MENLO SCHOOL • SINCE 1915

Shakespeare Now (H) (1S)

Biography

Shakespeare’s contemporary (and rival playwright) Ben Jonson famously declared that Shakespeare “was not of an age but for all time!” What Jonson meant, I think, was that Shakespeare’s works transcended their particular time and space (London, 1588ish-1616ish) to grapple with more “universal” human themes, such as power, sexuality and gender dynamics, otherness and identity. But much of the best literary criticism in the last 40 years has shown that Shakespeare absolutely was “of his time.” And Shakespeare’s plays have also proved remarkably adaptable as history has marched forward. For hundreds of years his plays have been performed and transformed to suit very, very different moments in countries across the world: from pre-Civil War America to the postcolonial Caribbean, from Postwar Japan to post-9/11 England.
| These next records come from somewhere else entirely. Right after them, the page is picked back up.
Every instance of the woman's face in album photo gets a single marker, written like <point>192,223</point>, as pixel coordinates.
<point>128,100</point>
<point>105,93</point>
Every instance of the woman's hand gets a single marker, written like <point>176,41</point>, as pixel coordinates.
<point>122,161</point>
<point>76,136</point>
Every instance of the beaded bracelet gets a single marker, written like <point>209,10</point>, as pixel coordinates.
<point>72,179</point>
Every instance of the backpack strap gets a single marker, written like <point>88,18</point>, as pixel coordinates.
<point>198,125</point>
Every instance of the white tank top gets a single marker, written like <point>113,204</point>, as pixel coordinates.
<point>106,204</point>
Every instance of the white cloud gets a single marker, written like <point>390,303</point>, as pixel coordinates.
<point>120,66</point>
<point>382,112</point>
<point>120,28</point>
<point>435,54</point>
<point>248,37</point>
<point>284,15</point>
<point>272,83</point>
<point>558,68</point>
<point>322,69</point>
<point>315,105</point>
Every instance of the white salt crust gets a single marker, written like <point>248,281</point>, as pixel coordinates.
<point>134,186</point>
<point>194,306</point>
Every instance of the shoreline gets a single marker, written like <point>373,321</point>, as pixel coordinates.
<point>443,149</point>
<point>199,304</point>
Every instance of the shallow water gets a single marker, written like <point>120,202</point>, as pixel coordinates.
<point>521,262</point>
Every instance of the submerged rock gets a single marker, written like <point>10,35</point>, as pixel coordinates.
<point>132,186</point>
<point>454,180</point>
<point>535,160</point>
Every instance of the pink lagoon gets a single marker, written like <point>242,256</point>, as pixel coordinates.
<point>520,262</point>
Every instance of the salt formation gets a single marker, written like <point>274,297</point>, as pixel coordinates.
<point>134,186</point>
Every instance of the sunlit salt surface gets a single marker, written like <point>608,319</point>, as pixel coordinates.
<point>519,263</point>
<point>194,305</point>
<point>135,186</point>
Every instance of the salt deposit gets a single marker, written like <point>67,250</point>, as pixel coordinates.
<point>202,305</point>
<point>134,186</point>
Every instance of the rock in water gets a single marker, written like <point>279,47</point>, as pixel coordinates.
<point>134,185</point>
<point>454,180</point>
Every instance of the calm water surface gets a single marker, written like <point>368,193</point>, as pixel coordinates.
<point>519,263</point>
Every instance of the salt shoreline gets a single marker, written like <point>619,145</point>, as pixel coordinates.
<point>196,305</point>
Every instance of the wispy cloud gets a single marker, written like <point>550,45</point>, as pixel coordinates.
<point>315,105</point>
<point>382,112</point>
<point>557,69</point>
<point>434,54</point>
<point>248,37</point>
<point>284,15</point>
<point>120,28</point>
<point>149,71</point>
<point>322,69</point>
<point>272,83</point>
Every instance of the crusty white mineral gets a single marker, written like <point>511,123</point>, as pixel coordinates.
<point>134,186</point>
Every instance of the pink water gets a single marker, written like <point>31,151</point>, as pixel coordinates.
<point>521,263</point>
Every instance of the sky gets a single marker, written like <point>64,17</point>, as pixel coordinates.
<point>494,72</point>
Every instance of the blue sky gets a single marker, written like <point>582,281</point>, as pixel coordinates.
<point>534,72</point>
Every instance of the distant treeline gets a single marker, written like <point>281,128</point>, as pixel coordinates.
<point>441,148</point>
This course engages with four plays in four different ways: Shakespeare’s Now (Historicism, where we ask about the context in which Shakespeare actually wrote and performed); Shakespeare in History (where we look at an important adaptation of a play - say, Aimé Césaire’s “A Tempest” and decolonization); Shakespeare On screen (a film, such as Kurasawa’s Ran, a rewriting of King Lear); and Shakespeare RIGHT NOW (where we put on a play and decide how to make it relevant to 2023-24). Likely plays might include As You Like It (1599), Hamlet (1600), Othello (1603-04), Measure for Measure (1604), King Lear (1606) or The Tempest (1612).